From warzone to tax frontline, Ferrexpo battles for stability
Mark Crouch, market analyst for eToro, says: “Ferrexpo began 2025 with momentum, delivering its highest production since the Russian-Ukrainian conflict began. But the real battle now for Ferrexpo seems to be with the Ukrainian tax authorities. The suspension of VAT refunds to its local subsidiaries has stifled liquidity and forced a brutal downscaling of operations. The fallout has been immediate with production plummeting and sweeping cost cuts with over a third of the company’s workforce furloughed or on reduced hours, a blow not just to the company, but to the communities that rely on it.
“While Ferrexpo has shown resilience under extraordinary conditions, this tax dispute introduces a new and destabilising variable. Combined with the ever-present geopolitical and commodity price volatility, Ferrexpo’s investment case hinges on resolving institutional frictions as much as geopolitical ones. Until there is clarity on the tax front and production normalises, the stock remains overshadowed by uncertainty, regardless of underlying asset quality.”
Profits under pressure on weak commodity prices
Adam Vettese, market analyst for eToro says: “The headlines of Glencore’s half year report do not read particularly well. Earnings were clearly pressured, with a 14% drop in adjusted EBITDA and a net loss of $655 million, driven by weaker coal and copper prices and significant impairments, most notably at Cerrejón. Margins are down and copper output underwhelmed, with risks from volatile markets and operational delays still front and centre.
“Despite these headwinds, there is some silver lining. Revenue held flat year on year, highlighting the strength of its trading arm and the resilience of its diversified portfolio. The sale of Viterra and the resulting Bunge stake not only bolstered Glencore’s balance sheet, reflected in a healthy boost in liquidity but also added optionality going forward. Importantly, management is focusing on self-help, a $1 billion cost saving program is underway all the while shareholder returns remain generous, with $3.2 billion committed for the year.”
Palantir preview: all eyes on execution as AI hype meets high expectations
Lale Akoner, global market analyst, says: “Palantir has had a monster run this year, up over 100%, fuelled by AI optimism and strong government demand. But heading into Monday’s earnings, the stock feels priced for perfection. The company’s AI platform is gaining traction, especially in U.S. commercial markets, where hands-on AIP bootcamps have helped accelerate adoption. Still, the leap from pilots to large-scale, recurring revenue remains more promise than proof.

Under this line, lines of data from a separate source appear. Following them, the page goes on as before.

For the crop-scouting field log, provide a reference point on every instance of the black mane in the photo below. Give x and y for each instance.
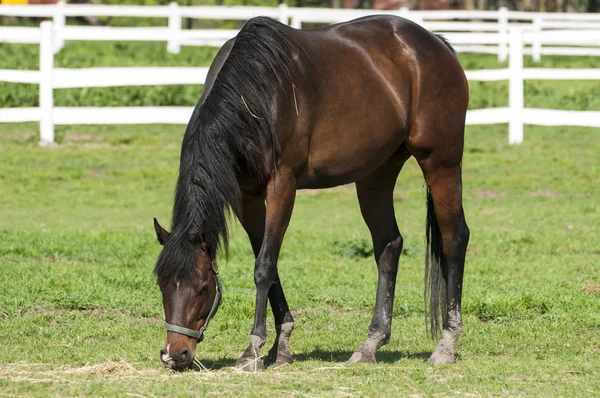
(233, 132)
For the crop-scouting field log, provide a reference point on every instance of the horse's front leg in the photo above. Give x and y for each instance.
(280, 195)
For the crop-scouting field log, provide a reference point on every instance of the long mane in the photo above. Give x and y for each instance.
(233, 132)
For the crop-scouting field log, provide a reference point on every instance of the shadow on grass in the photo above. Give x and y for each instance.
(343, 356)
(322, 355)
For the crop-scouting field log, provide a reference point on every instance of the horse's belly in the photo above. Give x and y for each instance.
(348, 157)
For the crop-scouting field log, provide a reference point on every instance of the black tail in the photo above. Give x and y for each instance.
(435, 288)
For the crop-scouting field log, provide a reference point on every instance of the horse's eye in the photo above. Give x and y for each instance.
(203, 290)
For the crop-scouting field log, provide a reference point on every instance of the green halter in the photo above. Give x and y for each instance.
(199, 334)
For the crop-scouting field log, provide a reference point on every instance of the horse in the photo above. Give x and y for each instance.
(286, 109)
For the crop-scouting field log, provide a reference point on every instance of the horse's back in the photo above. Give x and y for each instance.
(363, 84)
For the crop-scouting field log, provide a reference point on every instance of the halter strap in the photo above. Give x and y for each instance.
(199, 334)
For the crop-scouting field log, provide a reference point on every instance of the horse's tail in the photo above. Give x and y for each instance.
(435, 294)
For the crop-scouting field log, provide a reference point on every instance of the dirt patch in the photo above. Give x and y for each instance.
(488, 194)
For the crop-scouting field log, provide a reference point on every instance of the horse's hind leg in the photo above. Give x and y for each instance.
(375, 196)
(448, 239)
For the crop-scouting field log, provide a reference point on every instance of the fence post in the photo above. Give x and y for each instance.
(284, 16)
(296, 22)
(536, 45)
(173, 45)
(403, 12)
(503, 33)
(46, 95)
(59, 20)
(515, 89)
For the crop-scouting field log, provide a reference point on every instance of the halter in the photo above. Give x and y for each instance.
(199, 334)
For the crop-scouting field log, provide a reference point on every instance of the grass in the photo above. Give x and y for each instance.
(568, 95)
(81, 314)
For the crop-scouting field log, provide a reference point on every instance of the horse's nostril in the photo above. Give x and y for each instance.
(184, 355)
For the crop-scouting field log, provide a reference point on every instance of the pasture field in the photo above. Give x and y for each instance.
(80, 313)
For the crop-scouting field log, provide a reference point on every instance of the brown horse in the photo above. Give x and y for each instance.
(287, 109)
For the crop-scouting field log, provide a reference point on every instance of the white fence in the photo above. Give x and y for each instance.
(474, 31)
(50, 78)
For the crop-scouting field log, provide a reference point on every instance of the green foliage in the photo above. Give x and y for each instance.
(538, 94)
(77, 248)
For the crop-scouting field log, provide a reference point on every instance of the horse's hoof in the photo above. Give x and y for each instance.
(362, 357)
(250, 365)
(283, 360)
(441, 358)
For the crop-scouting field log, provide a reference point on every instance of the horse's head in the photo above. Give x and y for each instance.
(189, 302)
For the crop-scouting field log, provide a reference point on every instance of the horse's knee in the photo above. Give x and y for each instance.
(264, 273)
(388, 261)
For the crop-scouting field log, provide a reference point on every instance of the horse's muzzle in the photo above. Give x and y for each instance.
(179, 362)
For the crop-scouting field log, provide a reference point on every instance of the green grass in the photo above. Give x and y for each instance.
(568, 95)
(81, 314)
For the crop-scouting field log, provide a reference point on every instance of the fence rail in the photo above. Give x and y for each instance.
(475, 31)
(50, 78)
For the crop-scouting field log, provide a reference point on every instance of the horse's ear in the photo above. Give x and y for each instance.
(161, 234)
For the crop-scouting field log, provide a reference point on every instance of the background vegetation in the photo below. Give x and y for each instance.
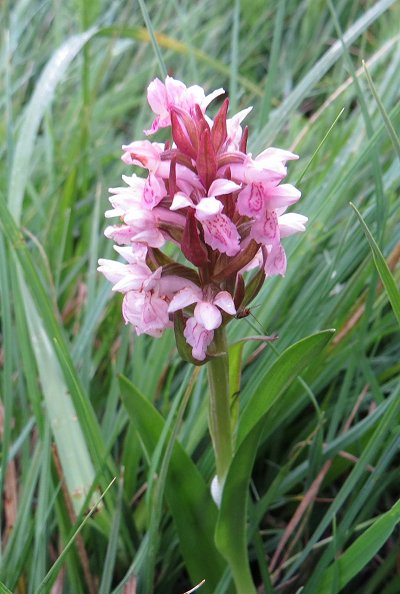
(325, 482)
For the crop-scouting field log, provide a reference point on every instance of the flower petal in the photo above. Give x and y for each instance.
(224, 301)
(184, 298)
(208, 315)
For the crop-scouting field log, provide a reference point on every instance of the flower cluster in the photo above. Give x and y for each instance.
(222, 207)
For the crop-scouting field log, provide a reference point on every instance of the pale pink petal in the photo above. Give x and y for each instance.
(133, 253)
(265, 229)
(180, 200)
(291, 223)
(198, 338)
(251, 200)
(208, 207)
(171, 284)
(224, 301)
(281, 196)
(276, 261)
(121, 234)
(208, 315)
(134, 278)
(279, 154)
(185, 298)
(151, 237)
(222, 186)
(112, 270)
(143, 153)
(207, 100)
(153, 192)
(157, 96)
(234, 129)
(221, 234)
(176, 90)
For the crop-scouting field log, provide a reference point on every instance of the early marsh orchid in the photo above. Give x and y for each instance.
(224, 209)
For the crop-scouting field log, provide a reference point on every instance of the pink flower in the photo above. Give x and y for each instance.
(207, 310)
(225, 211)
(147, 312)
(220, 233)
(163, 97)
(198, 337)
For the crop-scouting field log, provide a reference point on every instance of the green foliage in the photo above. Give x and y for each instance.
(83, 400)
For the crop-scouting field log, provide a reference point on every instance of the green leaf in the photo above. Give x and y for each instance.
(383, 269)
(230, 533)
(4, 589)
(187, 494)
(356, 557)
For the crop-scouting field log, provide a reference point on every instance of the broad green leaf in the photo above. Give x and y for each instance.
(358, 555)
(4, 589)
(383, 269)
(230, 533)
(187, 495)
(276, 379)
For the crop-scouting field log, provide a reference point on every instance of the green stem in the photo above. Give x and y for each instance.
(219, 410)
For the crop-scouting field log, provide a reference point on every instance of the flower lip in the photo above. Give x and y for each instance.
(205, 194)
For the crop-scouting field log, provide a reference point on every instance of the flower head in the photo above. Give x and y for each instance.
(224, 209)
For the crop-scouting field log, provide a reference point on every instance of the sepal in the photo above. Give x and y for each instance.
(184, 349)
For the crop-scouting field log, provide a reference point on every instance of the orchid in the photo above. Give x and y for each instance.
(225, 212)
(224, 209)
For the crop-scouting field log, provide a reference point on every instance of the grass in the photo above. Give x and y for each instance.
(83, 400)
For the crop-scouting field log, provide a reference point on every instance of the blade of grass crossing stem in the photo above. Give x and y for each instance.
(386, 276)
(55, 568)
(111, 555)
(279, 118)
(230, 534)
(187, 495)
(158, 473)
(272, 64)
(373, 445)
(19, 543)
(354, 559)
(154, 42)
(234, 70)
(389, 126)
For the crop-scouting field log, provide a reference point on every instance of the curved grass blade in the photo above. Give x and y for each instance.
(389, 126)
(279, 117)
(51, 76)
(356, 557)
(278, 377)
(187, 495)
(382, 267)
(55, 568)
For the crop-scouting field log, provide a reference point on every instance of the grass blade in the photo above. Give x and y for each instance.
(383, 269)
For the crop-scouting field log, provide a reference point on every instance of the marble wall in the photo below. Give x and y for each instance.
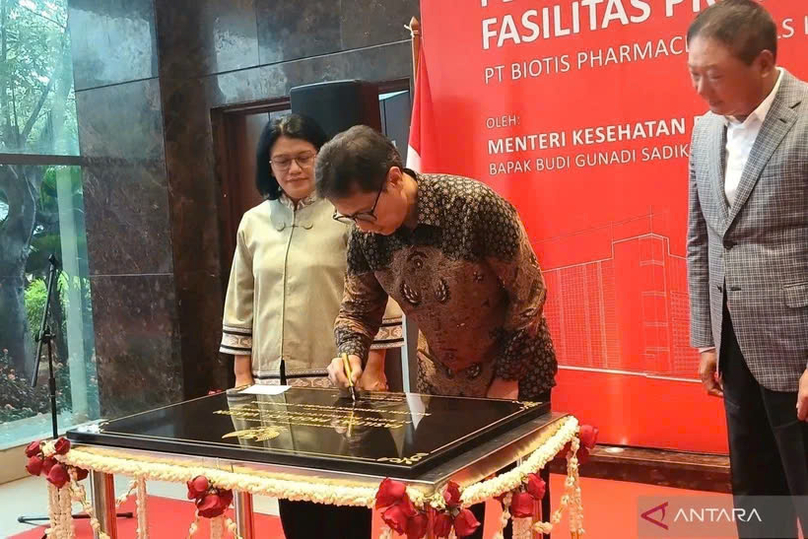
(148, 73)
(120, 119)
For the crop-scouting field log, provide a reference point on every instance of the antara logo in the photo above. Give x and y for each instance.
(653, 520)
(717, 514)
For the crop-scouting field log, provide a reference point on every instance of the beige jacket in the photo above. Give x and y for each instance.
(285, 289)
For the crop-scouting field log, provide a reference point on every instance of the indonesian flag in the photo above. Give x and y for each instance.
(422, 148)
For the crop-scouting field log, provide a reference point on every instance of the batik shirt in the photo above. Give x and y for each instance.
(468, 276)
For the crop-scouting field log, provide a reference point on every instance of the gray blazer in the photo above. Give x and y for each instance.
(755, 252)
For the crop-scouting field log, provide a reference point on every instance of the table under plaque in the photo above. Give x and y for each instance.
(300, 441)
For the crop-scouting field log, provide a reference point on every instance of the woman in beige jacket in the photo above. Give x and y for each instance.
(284, 293)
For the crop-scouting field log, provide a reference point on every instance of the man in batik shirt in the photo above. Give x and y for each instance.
(456, 258)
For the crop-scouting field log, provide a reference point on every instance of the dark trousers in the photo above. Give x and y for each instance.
(305, 520)
(768, 447)
(479, 509)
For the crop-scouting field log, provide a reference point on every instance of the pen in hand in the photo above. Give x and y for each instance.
(349, 375)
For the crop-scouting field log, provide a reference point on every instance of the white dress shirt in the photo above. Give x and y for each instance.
(740, 139)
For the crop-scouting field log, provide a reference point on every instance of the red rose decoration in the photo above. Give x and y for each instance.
(48, 464)
(566, 448)
(443, 525)
(465, 523)
(588, 435)
(522, 505)
(583, 455)
(395, 518)
(197, 487)
(209, 506)
(536, 486)
(33, 449)
(407, 507)
(417, 526)
(58, 475)
(390, 492)
(62, 446)
(451, 494)
(34, 465)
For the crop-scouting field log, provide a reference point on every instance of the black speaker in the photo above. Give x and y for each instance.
(338, 105)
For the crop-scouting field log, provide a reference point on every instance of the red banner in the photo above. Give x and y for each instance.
(580, 113)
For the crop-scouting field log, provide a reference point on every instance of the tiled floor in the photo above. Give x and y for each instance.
(29, 497)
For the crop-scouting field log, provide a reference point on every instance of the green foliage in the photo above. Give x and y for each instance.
(37, 104)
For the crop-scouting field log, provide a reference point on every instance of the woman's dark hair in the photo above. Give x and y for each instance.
(742, 25)
(291, 126)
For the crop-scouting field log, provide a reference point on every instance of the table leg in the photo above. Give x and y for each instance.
(103, 499)
(244, 515)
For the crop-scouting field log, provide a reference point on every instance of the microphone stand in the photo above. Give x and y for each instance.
(45, 337)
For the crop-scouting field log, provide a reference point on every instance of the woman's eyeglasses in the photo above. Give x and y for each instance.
(284, 162)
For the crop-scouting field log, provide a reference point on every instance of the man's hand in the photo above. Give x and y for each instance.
(336, 371)
(503, 389)
(708, 373)
(802, 398)
(242, 368)
(372, 380)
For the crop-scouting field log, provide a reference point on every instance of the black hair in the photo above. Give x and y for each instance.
(742, 25)
(294, 126)
(355, 160)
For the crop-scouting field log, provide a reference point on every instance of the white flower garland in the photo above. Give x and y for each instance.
(312, 490)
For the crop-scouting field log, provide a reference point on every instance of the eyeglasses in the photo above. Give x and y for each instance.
(284, 162)
(362, 216)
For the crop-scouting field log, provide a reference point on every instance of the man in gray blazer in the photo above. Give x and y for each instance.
(747, 254)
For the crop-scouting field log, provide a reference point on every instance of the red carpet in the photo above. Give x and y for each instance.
(610, 512)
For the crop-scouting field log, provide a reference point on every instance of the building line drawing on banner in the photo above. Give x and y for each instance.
(593, 332)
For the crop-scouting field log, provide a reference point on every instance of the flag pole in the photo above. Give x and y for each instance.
(415, 33)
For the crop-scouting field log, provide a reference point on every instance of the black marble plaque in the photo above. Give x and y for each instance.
(398, 434)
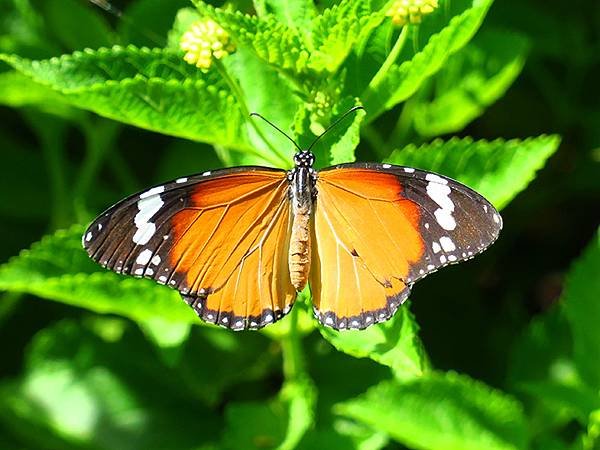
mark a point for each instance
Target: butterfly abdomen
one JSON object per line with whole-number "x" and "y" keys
{"x": 299, "y": 256}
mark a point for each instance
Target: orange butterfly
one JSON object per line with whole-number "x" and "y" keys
{"x": 240, "y": 243}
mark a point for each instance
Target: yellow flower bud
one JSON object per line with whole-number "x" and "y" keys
{"x": 410, "y": 11}
{"x": 204, "y": 41}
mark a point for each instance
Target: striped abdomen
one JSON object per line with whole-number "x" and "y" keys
{"x": 299, "y": 256}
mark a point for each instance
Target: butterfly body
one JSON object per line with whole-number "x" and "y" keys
{"x": 303, "y": 194}
{"x": 239, "y": 243}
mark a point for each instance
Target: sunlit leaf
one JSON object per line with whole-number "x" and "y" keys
{"x": 394, "y": 343}
{"x": 497, "y": 169}
{"x": 471, "y": 81}
{"x": 441, "y": 411}
{"x": 583, "y": 311}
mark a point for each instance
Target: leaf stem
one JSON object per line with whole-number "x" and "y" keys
{"x": 239, "y": 95}
{"x": 293, "y": 357}
{"x": 390, "y": 60}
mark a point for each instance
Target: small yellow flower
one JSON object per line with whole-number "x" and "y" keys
{"x": 410, "y": 11}
{"x": 204, "y": 41}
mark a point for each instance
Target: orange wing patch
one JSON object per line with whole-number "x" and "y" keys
{"x": 366, "y": 237}
{"x": 230, "y": 246}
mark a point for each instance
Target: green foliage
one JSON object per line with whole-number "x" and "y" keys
{"x": 498, "y": 169}
{"x": 445, "y": 411}
{"x": 93, "y": 113}
{"x": 583, "y": 311}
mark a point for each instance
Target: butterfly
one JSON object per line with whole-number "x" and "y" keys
{"x": 240, "y": 243}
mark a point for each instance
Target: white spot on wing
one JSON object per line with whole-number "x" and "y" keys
{"x": 447, "y": 244}
{"x": 445, "y": 219}
{"x": 144, "y": 257}
{"x": 153, "y": 191}
{"x": 439, "y": 191}
{"x": 148, "y": 206}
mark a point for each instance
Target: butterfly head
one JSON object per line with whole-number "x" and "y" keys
{"x": 304, "y": 158}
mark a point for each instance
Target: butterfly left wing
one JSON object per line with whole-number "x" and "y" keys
{"x": 379, "y": 228}
{"x": 220, "y": 238}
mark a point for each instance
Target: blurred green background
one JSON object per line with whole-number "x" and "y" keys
{"x": 74, "y": 378}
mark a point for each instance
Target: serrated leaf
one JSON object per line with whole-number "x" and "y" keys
{"x": 582, "y": 307}
{"x": 271, "y": 40}
{"x": 153, "y": 89}
{"x": 498, "y": 169}
{"x": 183, "y": 21}
{"x": 337, "y": 30}
{"x": 57, "y": 268}
{"x": 442, "y": 411}
{"x": 148, "y": 21}
{"x": 293, "y": 13}
{"x": 99, "y": 394}
{"x": 394, "y": 343}
{"x": 83, "y": 26}
{"x": 18, "y": 90}
{"x": 402, "y": 78}
{"x": 471, "y": 80}
{"x": 280, "y": 423}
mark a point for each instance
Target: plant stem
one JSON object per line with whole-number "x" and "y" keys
{"x": 239, "y": 95}
{"x": 390, "y": 60}
{"x": 293, "y": 358}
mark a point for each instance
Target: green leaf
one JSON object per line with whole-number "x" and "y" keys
{"x": 293, "y": 13}
{"x": 57, "y": 268}
{"x": 471, "y": 80}
{"x": 18, "y": 90}
{"x": 259, "y": 81}
{"x": 441, "y": 411}
{"x": 95, "y": 393}
{"x": 183, "y": 21}
{"x": 169, "y": 337}
{"x": 394, "y": 343}
{"x": 148, "y": 21}
{"x": 280, "y": 423}
{"x": 397, "y": 81}
{"x": 152, "y": 89}
{"x": 497, "y": 169}
{"x": 83, "y": 26}
{"x": 582, "y": 308}
{"x": 271, "y": 40}
{"x": 337, "y": 30}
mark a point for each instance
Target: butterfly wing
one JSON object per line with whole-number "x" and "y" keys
{"x": 379, "y": 228}
{"x": 220, "y": 238}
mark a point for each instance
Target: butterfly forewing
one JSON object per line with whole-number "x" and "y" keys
{"x": 220, "y": 238}
{"x": 378, "y": 228}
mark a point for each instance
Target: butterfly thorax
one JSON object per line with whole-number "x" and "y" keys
{"x": 302, "y": 192}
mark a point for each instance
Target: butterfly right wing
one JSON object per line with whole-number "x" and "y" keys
{"x": 221, "y": 239}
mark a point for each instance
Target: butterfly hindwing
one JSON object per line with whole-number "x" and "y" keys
{"x": 379, "y": 228}
{"x": 219, "y": 238}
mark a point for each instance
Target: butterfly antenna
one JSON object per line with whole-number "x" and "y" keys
{"x": 350, "y": 111}
{"x": 278, "y": 129}
{"x": 112, "y": 9}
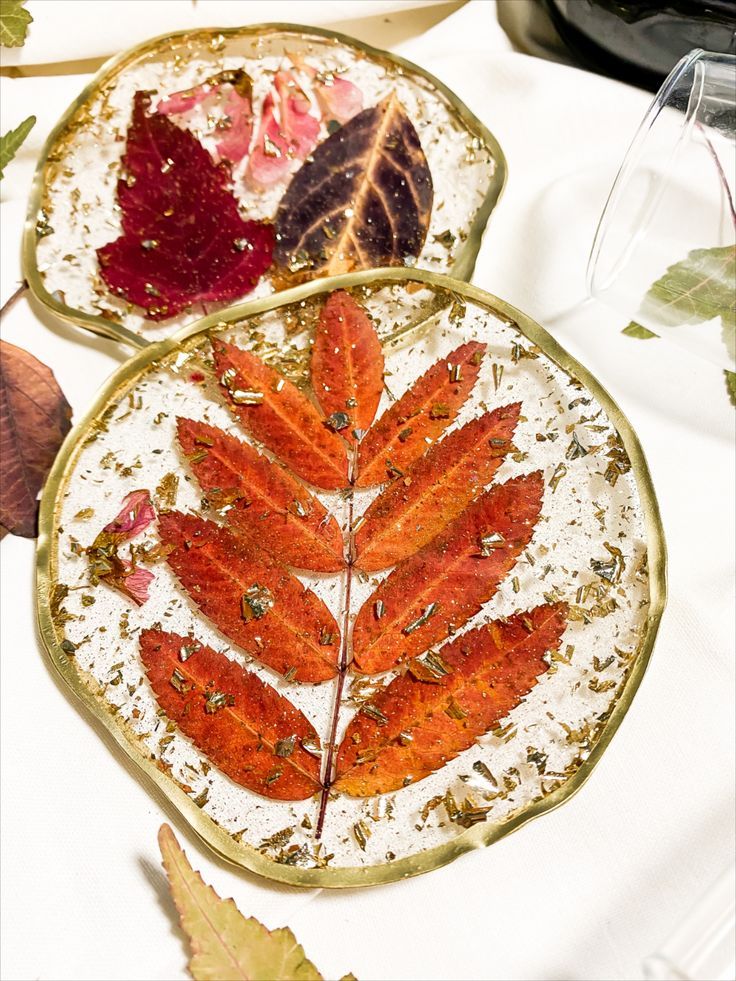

“Its government business remains a stable backbone. That said, recent headlines about a “$10 billion” Army deal are a bit misleading as it’s not new money, but rather a bundling of existing contracts into a single agreement. It streamlines procurement but doesn’t guarantee future spending or revenue growth.
“Meanwhile, competition is heating up. Major players like OpenAI, Google, and Anthropic are winning defence-related AI contracts, and commercial rivals like Snowflake and Databricks are aggressively expanding. Palantir’s premium pricing could become a hurdle as enterprises seek cheaper or more flexible alternatives.
“What matters now is whether Palantir can deliver consistent topline growth, margin expansion, and clear signs of AI monetisation. With the stock trading at a sky-high multiple, any softness in results or guidance could trigger a sharp pullback. This quarter needs to deliver.”